Andrey Petrovich Kapitsa
Андрей Петрович Капица
9 July 1931
|Died||2 August 2011 (aged 80)|
|Alma mater||MSU Faculty of Geography|
|Known for||discovery of the largest subglacial lake in Antarctica, Lake Vostok|
|Awards||USSR State Prize (1971), Dmitry Anuchin Prize (1972), Honorary Scientist of Russia|
|Institutions||MSU Faculty of Geography (dean in 1965–1970), RAS|
Andrey Petrovich Kapitsa (Russian: Андре́й Петро́вич Капи́ца; 9 July 1931 – 2 August 2011) was a Russian geographer and Antarctic explorer, discoverer of Lake Vostok, the largest subglacial lake in Antarctica. He was a member of the Kapitsa family, a scientific dynasty in Russia.
Kapitsa was the first to suggest the existence of Lake Vostok in the region of Vostok Station in Antarctica, based on seismic soundings of the thickness of the Antarctic ice sheet. These measures were obtained during the Soviet Antarctic Expeditions, in four of which Kapitsa participated. The discovery of Lake Vostok was one of the last major geographic discoveries.
Andrey Kapitsa's father was Nobel Prize-winning physicist Pyotr Kapitsa, and his maternal grandfather was mathematician and naval engineer Aleksey Krylov. Pyotr Kapitsa's sons Sergey and Andrey were born in Cambridge, United Kingdom, where their father was conducting research.
Andrey graduated from Moscow State University, Faculty of Geography, in 1953. He worked in the Laboratory of Experimental Geomorphology at the faculty since.
Main article: Lake Vostok
In 1958 Kapitsa defended his Candidate of Science thesis "Morphology of East Antarctic Ice Sheet" («Морфология ледникового покрова Восточной Антарктиды»), and in 1968 he defended his Doctor of Science thesis "Subglacial relief of Antarctica" («Подлёдный рельеф Антарктиды»). Kapitsa was a participant in four Soviet Antarctic Expeditions between 1955 and 1964.

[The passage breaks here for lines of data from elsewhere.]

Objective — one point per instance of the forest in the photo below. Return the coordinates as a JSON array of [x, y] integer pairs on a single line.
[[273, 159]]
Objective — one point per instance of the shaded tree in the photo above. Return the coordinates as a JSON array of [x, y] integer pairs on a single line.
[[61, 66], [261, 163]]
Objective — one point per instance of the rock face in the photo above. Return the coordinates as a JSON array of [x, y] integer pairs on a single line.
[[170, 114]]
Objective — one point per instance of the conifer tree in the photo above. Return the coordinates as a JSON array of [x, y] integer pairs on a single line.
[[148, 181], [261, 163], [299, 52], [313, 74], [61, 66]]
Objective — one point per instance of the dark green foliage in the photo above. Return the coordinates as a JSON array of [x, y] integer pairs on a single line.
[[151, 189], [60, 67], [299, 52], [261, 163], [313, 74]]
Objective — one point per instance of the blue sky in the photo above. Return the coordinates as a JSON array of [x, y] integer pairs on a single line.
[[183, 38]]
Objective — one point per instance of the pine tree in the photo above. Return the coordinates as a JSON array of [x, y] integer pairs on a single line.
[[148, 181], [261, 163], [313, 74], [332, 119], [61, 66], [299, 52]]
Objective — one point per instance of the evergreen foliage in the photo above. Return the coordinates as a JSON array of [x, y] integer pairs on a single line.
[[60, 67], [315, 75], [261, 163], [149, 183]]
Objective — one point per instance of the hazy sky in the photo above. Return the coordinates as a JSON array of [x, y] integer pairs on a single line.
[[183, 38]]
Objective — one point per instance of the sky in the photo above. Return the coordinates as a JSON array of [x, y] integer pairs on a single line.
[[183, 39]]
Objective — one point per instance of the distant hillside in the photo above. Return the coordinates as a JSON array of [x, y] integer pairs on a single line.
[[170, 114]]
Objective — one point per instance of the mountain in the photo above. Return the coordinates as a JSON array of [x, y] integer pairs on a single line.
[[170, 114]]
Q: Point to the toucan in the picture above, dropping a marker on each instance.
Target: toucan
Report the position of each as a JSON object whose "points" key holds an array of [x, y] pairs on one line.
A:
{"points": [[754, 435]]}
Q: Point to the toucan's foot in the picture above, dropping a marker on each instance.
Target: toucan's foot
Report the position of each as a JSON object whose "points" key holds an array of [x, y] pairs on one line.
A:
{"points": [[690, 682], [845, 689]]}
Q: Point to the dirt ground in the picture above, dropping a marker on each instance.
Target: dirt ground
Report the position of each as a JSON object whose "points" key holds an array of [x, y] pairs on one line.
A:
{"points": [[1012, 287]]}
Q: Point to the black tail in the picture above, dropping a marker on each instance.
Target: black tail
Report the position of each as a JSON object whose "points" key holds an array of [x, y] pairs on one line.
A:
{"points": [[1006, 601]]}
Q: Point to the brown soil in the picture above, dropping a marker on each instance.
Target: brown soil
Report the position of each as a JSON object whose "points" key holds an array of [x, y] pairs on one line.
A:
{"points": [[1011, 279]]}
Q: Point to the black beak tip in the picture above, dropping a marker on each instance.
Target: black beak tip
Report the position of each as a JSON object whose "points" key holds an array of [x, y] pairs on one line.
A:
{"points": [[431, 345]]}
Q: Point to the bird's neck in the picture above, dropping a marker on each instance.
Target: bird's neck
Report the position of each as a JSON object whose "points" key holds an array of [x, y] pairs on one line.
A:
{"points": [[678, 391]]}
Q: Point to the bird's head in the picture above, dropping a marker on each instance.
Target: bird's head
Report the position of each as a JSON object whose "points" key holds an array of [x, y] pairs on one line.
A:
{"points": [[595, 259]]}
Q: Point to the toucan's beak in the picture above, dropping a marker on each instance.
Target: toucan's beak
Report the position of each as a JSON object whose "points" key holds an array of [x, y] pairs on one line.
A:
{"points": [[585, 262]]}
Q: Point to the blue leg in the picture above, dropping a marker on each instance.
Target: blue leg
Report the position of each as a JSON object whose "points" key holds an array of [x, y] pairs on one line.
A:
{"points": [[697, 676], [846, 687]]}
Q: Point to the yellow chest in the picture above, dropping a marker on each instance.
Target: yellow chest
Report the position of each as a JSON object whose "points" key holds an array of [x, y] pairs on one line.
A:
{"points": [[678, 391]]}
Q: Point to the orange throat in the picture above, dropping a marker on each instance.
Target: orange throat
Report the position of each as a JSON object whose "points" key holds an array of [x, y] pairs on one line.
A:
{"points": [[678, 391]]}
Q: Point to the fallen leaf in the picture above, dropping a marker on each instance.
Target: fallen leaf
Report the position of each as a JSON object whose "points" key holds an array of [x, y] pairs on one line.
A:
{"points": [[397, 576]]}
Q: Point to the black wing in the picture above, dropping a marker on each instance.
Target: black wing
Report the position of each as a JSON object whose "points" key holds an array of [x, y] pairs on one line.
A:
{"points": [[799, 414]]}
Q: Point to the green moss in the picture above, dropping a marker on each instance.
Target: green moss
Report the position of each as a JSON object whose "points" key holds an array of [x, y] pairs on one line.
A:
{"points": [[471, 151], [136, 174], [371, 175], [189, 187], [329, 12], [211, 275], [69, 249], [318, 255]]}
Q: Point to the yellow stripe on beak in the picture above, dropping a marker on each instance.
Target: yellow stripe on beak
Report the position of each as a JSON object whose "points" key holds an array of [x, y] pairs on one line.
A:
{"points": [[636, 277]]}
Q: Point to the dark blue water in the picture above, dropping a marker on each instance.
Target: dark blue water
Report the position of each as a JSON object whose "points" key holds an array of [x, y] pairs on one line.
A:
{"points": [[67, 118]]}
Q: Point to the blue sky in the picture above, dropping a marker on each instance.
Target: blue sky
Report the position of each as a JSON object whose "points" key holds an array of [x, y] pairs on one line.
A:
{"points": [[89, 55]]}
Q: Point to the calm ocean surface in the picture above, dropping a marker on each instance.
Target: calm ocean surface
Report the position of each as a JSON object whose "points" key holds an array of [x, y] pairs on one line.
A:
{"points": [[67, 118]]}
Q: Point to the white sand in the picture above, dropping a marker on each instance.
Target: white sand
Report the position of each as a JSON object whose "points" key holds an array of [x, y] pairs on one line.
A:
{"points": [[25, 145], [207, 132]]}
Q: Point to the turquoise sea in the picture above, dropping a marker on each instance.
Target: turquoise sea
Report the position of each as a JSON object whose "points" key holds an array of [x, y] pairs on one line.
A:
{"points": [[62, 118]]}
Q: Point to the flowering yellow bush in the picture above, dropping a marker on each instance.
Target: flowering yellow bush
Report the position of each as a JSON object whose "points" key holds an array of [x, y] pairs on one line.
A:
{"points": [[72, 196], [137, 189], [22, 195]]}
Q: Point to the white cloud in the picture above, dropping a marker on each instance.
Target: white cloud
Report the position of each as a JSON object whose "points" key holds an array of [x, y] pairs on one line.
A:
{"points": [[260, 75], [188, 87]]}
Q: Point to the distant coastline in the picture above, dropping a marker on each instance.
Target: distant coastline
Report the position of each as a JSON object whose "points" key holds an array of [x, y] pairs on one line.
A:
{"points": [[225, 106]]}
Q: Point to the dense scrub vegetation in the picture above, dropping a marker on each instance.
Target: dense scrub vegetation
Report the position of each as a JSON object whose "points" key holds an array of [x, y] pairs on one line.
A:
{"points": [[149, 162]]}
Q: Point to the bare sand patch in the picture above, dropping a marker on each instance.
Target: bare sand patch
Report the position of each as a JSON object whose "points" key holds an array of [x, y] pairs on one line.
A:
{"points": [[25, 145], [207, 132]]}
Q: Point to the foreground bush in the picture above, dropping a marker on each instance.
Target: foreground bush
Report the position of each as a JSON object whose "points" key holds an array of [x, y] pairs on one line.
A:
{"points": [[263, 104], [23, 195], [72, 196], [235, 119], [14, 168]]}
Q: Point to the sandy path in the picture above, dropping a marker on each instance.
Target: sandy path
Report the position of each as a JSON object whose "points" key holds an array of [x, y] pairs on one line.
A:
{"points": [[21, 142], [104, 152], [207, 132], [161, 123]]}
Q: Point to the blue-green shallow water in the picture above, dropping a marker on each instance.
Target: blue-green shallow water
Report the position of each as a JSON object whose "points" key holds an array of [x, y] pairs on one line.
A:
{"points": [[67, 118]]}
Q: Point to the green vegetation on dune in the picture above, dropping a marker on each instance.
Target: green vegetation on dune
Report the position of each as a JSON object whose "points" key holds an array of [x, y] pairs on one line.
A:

At the end of the 19th century Russian scientist Peter Kropotkin proposed the idea of the existence of fresh water under Antarctic ice sheets. He theorized that the tremendous pressure exerted by the cumulative mass of thousands of vertical meters of ice could increase the temperature at the lowest portions of the ice sheet to the point where the ice would melt. Kropotkin's theory was later developed by Russian glaciologist I.A Zotikov, who wrote his PhD thesis on this subject in 1967.

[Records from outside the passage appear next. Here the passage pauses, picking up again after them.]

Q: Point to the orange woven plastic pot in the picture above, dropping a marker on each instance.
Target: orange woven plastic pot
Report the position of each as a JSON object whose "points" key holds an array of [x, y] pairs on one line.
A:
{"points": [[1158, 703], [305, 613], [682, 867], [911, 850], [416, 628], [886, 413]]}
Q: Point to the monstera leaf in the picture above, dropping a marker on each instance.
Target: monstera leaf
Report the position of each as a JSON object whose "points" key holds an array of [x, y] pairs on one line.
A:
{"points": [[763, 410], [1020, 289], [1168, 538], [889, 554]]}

Andrey Kapitsa used seismic soundings in the region of Vostok Station made during the Soviet Antarctic Expeditions in 1959 and 1964 to measure the thickness of the ice sheet, discovering two spikes of reflection (one from bedrock and another from the sediment layer). Kapitsa was the first to suggest the existence of a subglacial lake in this region, which came to be known as Lake Vostok. The lake was named after Vostok Station, which in turn had been named after the Vostok, the 900-ton corvette of the discoverer of Antarctica, Russian explorer Admiral Fabian von Bellingshausen. The word восток means "east" in Russian, and the name of the station and the lake also reflects the fact that they are located in the East of Antarctica.
By 1993, the research of Russian and British scientists confirmed the existence of the lake, and subsequent research established its features. Other subglacial lakes were also discovered.
Kapitsa was the dean of his alma mater MSU Faculty of Geography in 1966–1970. In 1967–1969 he was the leader of the Soviet Academy of Sciences Expedition in the East Africa. He was elected into the ranks of the Academy in 1970 and was honored with a 1971 USSR State Prize and 1972 MSU's Dmitry Anuchin Prize for the creation of the Atlas of Antarctica. He supported the theory of natural causes behind the Antarctic ozone hole as well as the theory of natural reasons behind global warming.
Kapitsa died in Moscow on 2 August 2011 at the age of 80. Half a year later, on 6 February 2012, after twenty years of drilling, a team of Russian scientists completed the longest ever ice core of 3,768 meters and pierced the Antarctic ice shield to reach the surface of Lake Vostok.